Hasan Basri Çantay - Kur'an-ı Hakim ve Meal-i Kerim
6:44 Onun için bunlar kendilerine ne hatırlatıldı, öğüd verildiyse onları unutunca üzerlerine her şey'in (her zevkin, her nimetin) kapılarını açdık, nihayet kendilerine verilen o şeyler (o genişlik ve o serbestlik) yüzünden (tam şımarıb) ferahlandıkları vakit da onları ansızın tutub yakalayıverdik ve artık o anda onlar bütün ümidlerinden mahrum kaldılar.
İbni Kesir -
6:44 Onlar, kendilerine hatırlatılan şeyleri unutunca; Biz de kendilerine her şeyin kapılarını açtık. Nihayet kendilerine verilen o şeyler yüzünden sevinince; onları, ansızın yakaladık ve bütün ümitlerinden mahrum kaldılar.
Şaban Piriş - Kur'an-ı Kerim Türkçe Anlamı
6:44 Verilen öğütleri unuttukları bir sırada, her şeyin kapılarını onlara açtık.

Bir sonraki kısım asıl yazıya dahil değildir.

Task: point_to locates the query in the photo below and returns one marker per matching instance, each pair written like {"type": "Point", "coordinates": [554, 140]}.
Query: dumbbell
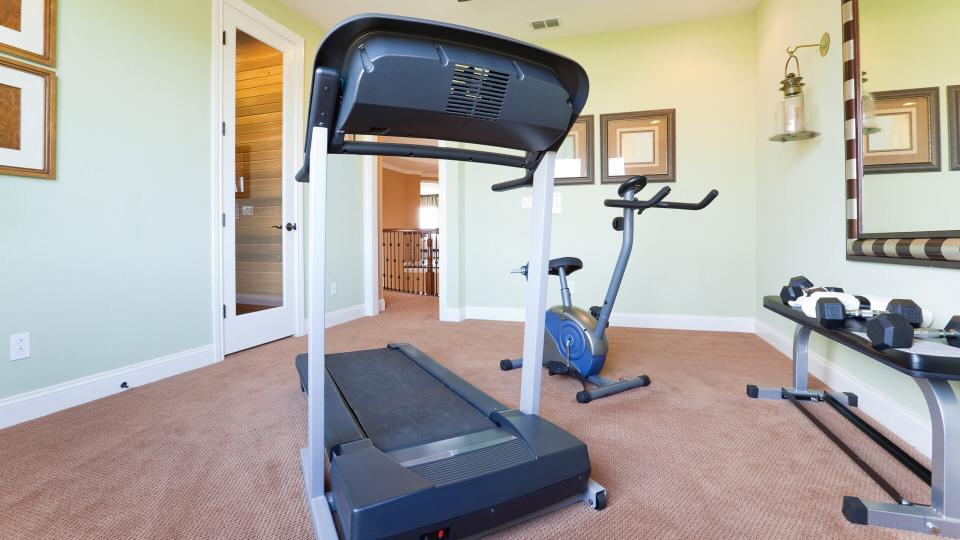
{"type": "Point", "coordinates": [892, 331]}
{"type": "Point", "coordinates": [800, 286]}
{"type": "Point", "coordinates": [832, 312]}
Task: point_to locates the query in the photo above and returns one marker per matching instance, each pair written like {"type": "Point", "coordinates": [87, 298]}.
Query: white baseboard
{"type": "Point", "coordinates": [491, 313]}
{"type": "Point", "coordinates": [635, 320]}
{"type": "Point", "coordinates": [37, 403]}
{"type": "Point", "coordinates": [340, 316]}
{"type": "Point", "coordinates": [886, 411]}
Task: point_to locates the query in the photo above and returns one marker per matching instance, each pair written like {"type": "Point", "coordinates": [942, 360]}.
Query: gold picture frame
{"type": "Point", "coordinates": [908, 139]}
{"type": "Point", "coordinates": [28, 29]}
{"type": "Point", "coordinates": [641, 143]}
{"type": "Point", "coordinates": [28, 126]}
{"type": "Point", "coordinates": [953, 122]}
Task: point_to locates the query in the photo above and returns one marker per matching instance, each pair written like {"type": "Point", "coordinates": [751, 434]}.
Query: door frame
{"type": "Point", "coordinates": [216, 172]}
{"type": "Point", "coordinates": [372, 303]}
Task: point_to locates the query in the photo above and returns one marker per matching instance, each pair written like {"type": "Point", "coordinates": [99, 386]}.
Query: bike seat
{"type": "Point", "coordinates": [569, 265]}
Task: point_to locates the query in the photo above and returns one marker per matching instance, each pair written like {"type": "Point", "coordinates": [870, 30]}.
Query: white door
{"type": "Point", "coordinates": [259, 157]}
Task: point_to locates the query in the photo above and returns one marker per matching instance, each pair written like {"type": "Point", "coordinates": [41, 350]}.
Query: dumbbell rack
{"type": "Point", "coordinates": [933, 373]}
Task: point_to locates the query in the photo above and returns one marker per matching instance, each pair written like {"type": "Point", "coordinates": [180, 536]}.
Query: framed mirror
{"type": "Point", "coordinates": [899, 60]}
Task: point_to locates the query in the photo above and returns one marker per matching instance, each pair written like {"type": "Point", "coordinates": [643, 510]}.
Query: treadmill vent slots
{"type": "Point", "coordinates": [477, 92]}
{"type": "Point", "coordinates": [475, 463]}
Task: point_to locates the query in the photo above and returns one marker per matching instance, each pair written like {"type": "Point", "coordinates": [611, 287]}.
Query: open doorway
{"type": "Point", "coordinates": [409, 233]}
{"type": "Point", "coordinates": [261, 96]}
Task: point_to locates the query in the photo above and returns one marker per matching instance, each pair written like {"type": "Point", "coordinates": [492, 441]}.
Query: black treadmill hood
{"type": "Point", "coordinates": [406, 77]}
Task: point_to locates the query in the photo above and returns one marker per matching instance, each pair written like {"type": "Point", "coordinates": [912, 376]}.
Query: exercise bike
{"type": "Point", "coordinates": [575, 341]}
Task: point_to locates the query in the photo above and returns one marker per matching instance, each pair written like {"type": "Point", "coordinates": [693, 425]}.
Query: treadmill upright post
{"type": "Point", "coordinates": [312, 457]}
{"type": "Point", "coordinates": [536, 304]}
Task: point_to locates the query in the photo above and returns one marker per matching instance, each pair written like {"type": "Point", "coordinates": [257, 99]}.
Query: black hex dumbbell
{"type": "Point", "coordinates": [799, 287]}
{"type": "Point", "coordinates": [892, 331]}
{"type": "Point", "coordinates": [831, 312]}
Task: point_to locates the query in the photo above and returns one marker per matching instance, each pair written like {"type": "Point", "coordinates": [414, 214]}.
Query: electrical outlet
{"type": "Point", "coordinates": [19, 346]}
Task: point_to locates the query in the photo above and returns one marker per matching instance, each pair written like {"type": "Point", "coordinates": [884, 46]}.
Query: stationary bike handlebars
{"type": "Point", "coordinates": [637, 183]}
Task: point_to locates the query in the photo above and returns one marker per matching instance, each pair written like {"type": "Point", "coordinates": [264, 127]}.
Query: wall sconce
{"type": "Point", "coordinates": [794, 126]}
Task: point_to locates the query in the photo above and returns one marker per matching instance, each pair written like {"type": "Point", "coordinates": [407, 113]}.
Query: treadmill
{"type": "Point", "coordinates": [415, 451]}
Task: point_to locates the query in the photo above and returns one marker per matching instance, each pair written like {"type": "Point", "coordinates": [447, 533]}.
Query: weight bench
{"type": "Point", "coordinates": [932, 365]}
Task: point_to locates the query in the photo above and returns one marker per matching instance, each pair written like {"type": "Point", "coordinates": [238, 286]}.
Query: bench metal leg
{"type": "Point", "coordinates": [942, 517]}
{"type": "Point", "coordinates": [801, 358]}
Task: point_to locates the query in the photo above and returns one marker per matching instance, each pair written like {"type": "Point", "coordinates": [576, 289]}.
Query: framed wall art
{"type": "Point", "coordinates": [638, 144]}
{"type": "Point", "coordinates": [906, 136]}
{"type": "Point", "coordinates": [953, 121]}
{"type": "Point", "coordinates": [28, 29]}
{"type": "Point", "coordinates": [575, 156]}
{"type": "Point", "coordinates": [27, 120]}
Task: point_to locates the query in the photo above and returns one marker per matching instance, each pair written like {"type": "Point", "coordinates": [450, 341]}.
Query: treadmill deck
{"type": "Point", "coordinates": [397, 403]}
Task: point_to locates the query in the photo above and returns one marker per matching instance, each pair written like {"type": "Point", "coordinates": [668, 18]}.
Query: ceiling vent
{"type": "Point", "coordinates": [545, 23]}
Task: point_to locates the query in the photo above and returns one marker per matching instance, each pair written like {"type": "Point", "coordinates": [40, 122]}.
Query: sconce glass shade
{"type": "Point", "coordinates": [792, 117]}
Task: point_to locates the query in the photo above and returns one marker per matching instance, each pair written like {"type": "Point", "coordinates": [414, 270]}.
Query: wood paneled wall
{"type": "Point", "coordinates": [259, 145]}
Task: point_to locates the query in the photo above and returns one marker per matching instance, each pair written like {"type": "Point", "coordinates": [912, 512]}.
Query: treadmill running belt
{"type": "Point", "coordinates": [398, 403]}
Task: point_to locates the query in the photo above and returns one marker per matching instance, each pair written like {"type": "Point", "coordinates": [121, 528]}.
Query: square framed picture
{"type": "Point", "coordinates": [575, 156]}
{"type": "Point", "coordinates": [27, 120]}
{"type": "Point", "coordinates": [28, 29]}
{"type": "Point", "coordinates": [953, 115]}
{"type": "Point", "coordinates": [638, 144]}
{"type": "Point", "coordinates": [907, 138]}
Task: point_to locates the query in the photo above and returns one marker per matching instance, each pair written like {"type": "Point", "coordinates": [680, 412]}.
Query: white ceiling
{"type": "Point", "coordinates": [513, 17]}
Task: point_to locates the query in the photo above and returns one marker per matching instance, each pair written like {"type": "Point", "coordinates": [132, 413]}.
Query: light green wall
{"type": "Point", "coordinates": [110, 264]}
{"type": "Point", "coordinates": [801, 197]}
{"type": "Point", "coordinates": [897, 39]}
{"type": "Point", "coordinates": [705, 70]}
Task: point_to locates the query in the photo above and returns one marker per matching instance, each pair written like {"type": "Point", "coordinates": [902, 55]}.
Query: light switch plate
{"type": "Point", "coordinates": [19, 346]}
{"type": "Point", "coordinates": [526, 203]}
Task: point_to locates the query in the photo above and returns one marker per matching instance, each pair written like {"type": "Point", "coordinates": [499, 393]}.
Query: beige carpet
{"type": "Point", "coordinates": [214, 453]}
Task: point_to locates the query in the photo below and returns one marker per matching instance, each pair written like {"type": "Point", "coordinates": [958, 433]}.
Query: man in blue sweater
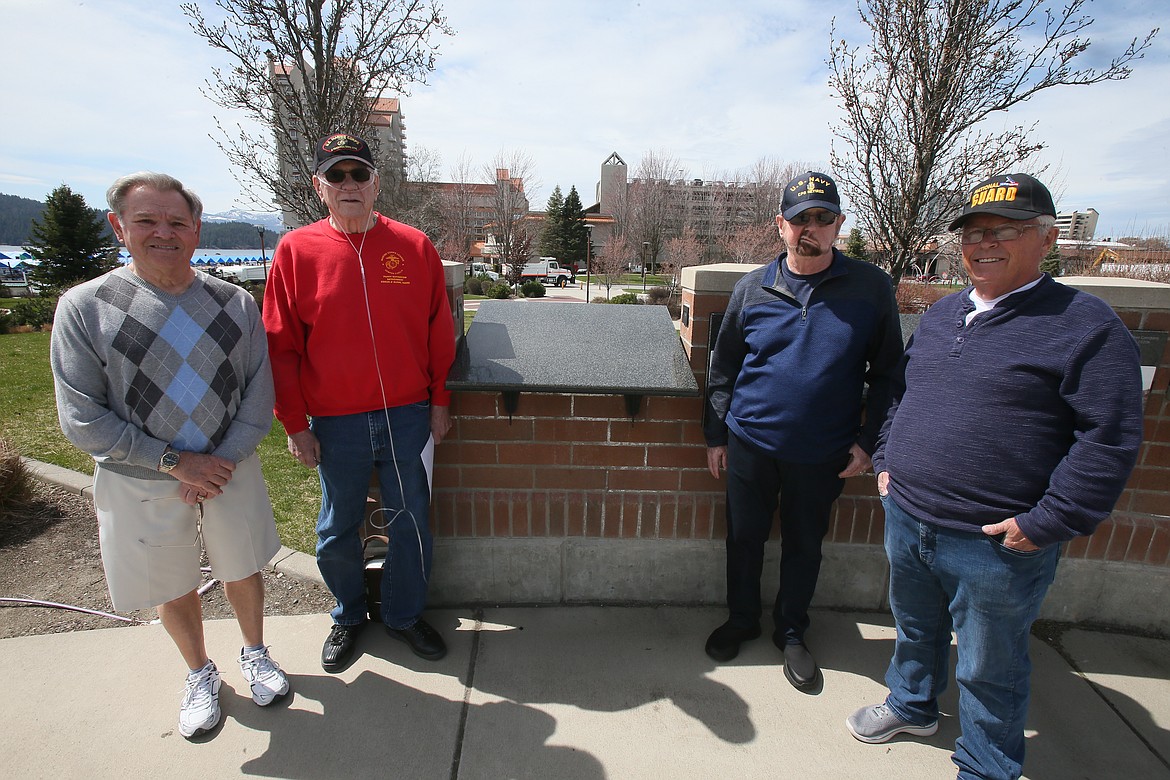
{"type": "Point", "coordinates": [1017, 428]}
{"type": "Point", "coordinates": [800, 338]}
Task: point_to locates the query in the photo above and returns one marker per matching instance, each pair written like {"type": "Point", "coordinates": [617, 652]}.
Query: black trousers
{"type": "Point", "coordinates": [804, 494]}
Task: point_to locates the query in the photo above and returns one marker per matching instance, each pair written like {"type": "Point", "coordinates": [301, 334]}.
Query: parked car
{"type": "Point", "coordinates": [482, 269]}
{"type": "Point", "coordinates": [546, 270]}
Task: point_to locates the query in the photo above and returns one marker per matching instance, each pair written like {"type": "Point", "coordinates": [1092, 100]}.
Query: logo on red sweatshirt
{"type": "Point", "coordinates": [393, 269]}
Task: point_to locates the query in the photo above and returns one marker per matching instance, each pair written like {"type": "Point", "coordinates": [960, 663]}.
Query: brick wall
{"type": "Point", "coordinates": [570, 499]}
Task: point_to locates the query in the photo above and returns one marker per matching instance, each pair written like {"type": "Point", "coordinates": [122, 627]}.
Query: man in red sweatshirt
{"type": "Point", "coordinates": [360, 338]}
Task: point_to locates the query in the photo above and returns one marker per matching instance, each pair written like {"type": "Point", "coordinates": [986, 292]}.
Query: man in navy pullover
{"type": "Point", "coordinates": [1017, 428]}
{"type": "Point", "coordinates": [800, 338]}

Kendilerine verilenler ile şımarıp, azdıkları zaman, onları ansızın bütün ümitlerini yitirmiş bir halde yakaladık.
Suat Yıldırım - Kuran-ı Kerim ve Meali
6:44 Kendilerine verilen öğütleri terk edip unutunca üzerlerine her şeyin, her zevk ve nimetin kapılarını açtık. Nihayet kendilerine verilen bu genişlik ve serbestlikle tam ferahlandıkları sırada, ansızın onları kıskıvrak yakaladık da bir anda bütün ümitlerini kaybediverdiler!
Ahmed Hulusi - Türkçe Kur'an Çözümü
6:44 Ne zaman ki kendilerine hatırlatılan şeyi (Allah için yaratılmış olduklarını) unuttular, onlara her şeyin (dünya güzelliklerinin) kapılarını açtık... Nihayet (kendilerine) verilenler ile keyiflenip şımardıkları bir sırada, onları ansızın yakaladık! Bir anda tüm umutları sönerek çaresiz kaldılar!